Juan comprendió que estaba viendo algo que ningún otro ojo podía ver. Esa era la señal del Mesías. Entonces Juan guardó silencio. Su único pensamiento era: “¿Dónde se posó aquella paloma iluminada? ¿Quién está por allí?”

Un murmullo de susurros recorrió a toda la multitud. Muchos trataron de seguir la mirada escrutadora de Juan.

De pronto Juan rugió espontáneamente:

--¡Miren allí al Cordero de Dios!

--Yo no soy nada. Este hombre lo es todo. No me miren más a mí, mírenlo a él. En cuanto a mí, yo no soy digno siquiera de encorvarme para desatar las correas de las sandalias que lleva éste en los pies.

Al parecer el Padre estaba de acuerdo. Parado en la puerta que está entre los dos ámbitos, exclamó:

--Este es mi Hijo amado, en quien tengo complacencia.

Y así como Dios estaba complacido, de la misma manera Juan también estaba complacido. Tampoco incomodó a Juan en absoluto ver que las multitudes lo abandonaban y comenzaban a seguir a Jesús. Después de todo, Juan sabía que él había venido al mundo por esta sola razón.

Lo que Juan no sabía era que los días más fáciles de su obra habían transcurrido ya. Los más difíciles estaban aún por venir.

8

Háblame de mi primo --requirió Juan.

--Al presente tu primo se encuentra en Galilea. Él, como tú, tiene doce discípulos. También hay otros, quizá unos cincuenta o sesenta más, que están siempre con él. Él viaja de población en población predicando.

La voz era de Nadab, un seguidor de Juan, que había estado en Galilea y había presenciado el ministerio de Jesús.

--En ocasiones él les habla a grandes multitudes, pero la mayor parte de las veces habla en la casa de alguien.

--¿Y acerca de qué habla?

--Mayormente cuenta parábolas. Y muchas de ellas contienen bastantes agudezas.

Nadab hizo una pausa. Luego continuó:

--Maestro, ¿sabías que él bebe? Quiero decir que ¡bebe vino! Y los doce, sus doce discípulos, no son como nosotros. Ellos ríen mucho.

--Él recibe muchas invitaciones a banquetes. Y según parece, él siempre acepta. Algunos dicen que come demasiado y bebe demasiado o, al menos, que sus discípulos sí.

Juan mostró interés al escuchar, pero su semblante no reveló ninguna evidencia de sus pensamientos íntimos.
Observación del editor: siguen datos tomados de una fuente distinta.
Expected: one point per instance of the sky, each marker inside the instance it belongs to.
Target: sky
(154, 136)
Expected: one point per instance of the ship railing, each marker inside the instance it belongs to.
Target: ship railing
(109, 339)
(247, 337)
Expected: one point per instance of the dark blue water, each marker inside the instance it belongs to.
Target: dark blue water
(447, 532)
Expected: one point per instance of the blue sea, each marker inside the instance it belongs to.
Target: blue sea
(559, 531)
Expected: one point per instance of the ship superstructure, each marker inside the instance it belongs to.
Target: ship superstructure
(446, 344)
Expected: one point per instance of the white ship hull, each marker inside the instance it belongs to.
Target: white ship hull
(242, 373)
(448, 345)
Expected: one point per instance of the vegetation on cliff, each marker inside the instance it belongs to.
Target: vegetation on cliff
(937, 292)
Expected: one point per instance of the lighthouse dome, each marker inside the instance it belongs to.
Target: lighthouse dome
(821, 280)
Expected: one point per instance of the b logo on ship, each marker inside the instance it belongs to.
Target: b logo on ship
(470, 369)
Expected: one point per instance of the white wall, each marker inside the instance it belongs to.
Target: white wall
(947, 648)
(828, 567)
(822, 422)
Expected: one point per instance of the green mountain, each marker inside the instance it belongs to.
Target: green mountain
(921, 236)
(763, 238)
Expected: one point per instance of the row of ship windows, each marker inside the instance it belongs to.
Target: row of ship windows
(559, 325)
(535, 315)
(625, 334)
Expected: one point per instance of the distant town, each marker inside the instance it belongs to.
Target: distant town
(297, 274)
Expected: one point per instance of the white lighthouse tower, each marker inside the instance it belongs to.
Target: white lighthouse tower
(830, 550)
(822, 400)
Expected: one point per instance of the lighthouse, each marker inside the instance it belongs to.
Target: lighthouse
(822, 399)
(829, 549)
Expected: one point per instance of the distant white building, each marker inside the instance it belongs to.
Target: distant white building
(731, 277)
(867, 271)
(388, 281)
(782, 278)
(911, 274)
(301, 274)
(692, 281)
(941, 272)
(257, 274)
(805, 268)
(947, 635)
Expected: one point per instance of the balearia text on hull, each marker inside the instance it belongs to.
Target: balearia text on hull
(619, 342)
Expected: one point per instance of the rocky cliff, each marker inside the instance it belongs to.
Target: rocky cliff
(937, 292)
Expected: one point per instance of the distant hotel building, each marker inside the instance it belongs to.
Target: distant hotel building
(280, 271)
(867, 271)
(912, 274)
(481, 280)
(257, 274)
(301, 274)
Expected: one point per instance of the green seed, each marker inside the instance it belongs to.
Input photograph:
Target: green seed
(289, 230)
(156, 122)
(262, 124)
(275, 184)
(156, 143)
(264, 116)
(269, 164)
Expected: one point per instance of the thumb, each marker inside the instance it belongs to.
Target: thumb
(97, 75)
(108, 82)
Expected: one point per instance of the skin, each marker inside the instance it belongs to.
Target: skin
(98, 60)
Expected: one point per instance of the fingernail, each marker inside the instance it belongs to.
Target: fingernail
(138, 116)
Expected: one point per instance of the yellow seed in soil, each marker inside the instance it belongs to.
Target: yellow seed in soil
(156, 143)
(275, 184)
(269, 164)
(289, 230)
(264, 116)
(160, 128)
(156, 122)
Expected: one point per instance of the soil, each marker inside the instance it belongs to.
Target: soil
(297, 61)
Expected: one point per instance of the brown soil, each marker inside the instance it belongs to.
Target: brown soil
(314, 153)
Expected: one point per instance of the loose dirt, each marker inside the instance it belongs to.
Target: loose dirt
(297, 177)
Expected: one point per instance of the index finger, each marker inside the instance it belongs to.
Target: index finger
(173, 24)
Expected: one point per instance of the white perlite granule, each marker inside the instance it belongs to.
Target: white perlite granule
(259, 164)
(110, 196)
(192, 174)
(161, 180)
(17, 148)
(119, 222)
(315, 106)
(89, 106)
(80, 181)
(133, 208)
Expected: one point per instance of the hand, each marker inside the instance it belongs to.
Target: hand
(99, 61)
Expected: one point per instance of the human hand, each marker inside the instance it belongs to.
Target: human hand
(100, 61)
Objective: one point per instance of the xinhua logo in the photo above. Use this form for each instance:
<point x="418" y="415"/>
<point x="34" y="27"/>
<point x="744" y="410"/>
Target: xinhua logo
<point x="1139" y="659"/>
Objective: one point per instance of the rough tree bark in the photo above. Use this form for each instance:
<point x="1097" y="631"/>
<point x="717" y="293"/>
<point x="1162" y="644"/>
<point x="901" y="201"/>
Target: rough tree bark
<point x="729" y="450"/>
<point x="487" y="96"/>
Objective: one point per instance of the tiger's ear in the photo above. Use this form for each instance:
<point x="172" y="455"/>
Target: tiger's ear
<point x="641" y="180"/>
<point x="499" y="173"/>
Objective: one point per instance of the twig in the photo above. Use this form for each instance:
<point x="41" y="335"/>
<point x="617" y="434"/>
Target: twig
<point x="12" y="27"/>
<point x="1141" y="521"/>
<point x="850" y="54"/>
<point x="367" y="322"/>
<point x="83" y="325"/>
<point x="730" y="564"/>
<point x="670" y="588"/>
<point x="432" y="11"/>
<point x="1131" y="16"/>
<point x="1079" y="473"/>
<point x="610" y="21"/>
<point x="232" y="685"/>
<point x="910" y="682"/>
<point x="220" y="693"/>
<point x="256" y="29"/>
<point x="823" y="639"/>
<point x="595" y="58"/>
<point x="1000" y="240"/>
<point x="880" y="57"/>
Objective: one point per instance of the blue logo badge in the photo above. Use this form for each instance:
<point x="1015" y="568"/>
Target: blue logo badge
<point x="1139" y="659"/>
Nadie de los presentes tenía la más ligera idea de lo que él pensaba del informe de Nadab. Ese era un típico rasgo de Juan que se remontaba hasta su infancia.

Nadab continuó hablando:

--Los que lo acompañan, mayormente son cobradores de impuestos, rameras, y... bueno, gente como ésa.

Entonces uno de los otros discípulos de Juan interrumpió con una observación:

--Maestro, nosotros ayunamos, a veces casi hasta el punto de inanición. Oramos hasta que nuestras rodillas quedan doloridas. Nosotros seguimos tu ejemplo en estas cosas. Tú ayunas, pasas tu vida en oración, vives una vida de gran restricción y disciplina en todas las cosas. Sin embargo, tu primo cuenta parábolas, habla de lirios y de pajarillos, de semillas y de ovejas, a menudo va a banquetes en los cuales come y bebe. Por lo general, parece que él se divierte en gran manera. Algunos hasta lo han llamado bebedor de vino y comilón. ¿Puedes comprender por qué algunos de nosotros estamos un poco confundidos?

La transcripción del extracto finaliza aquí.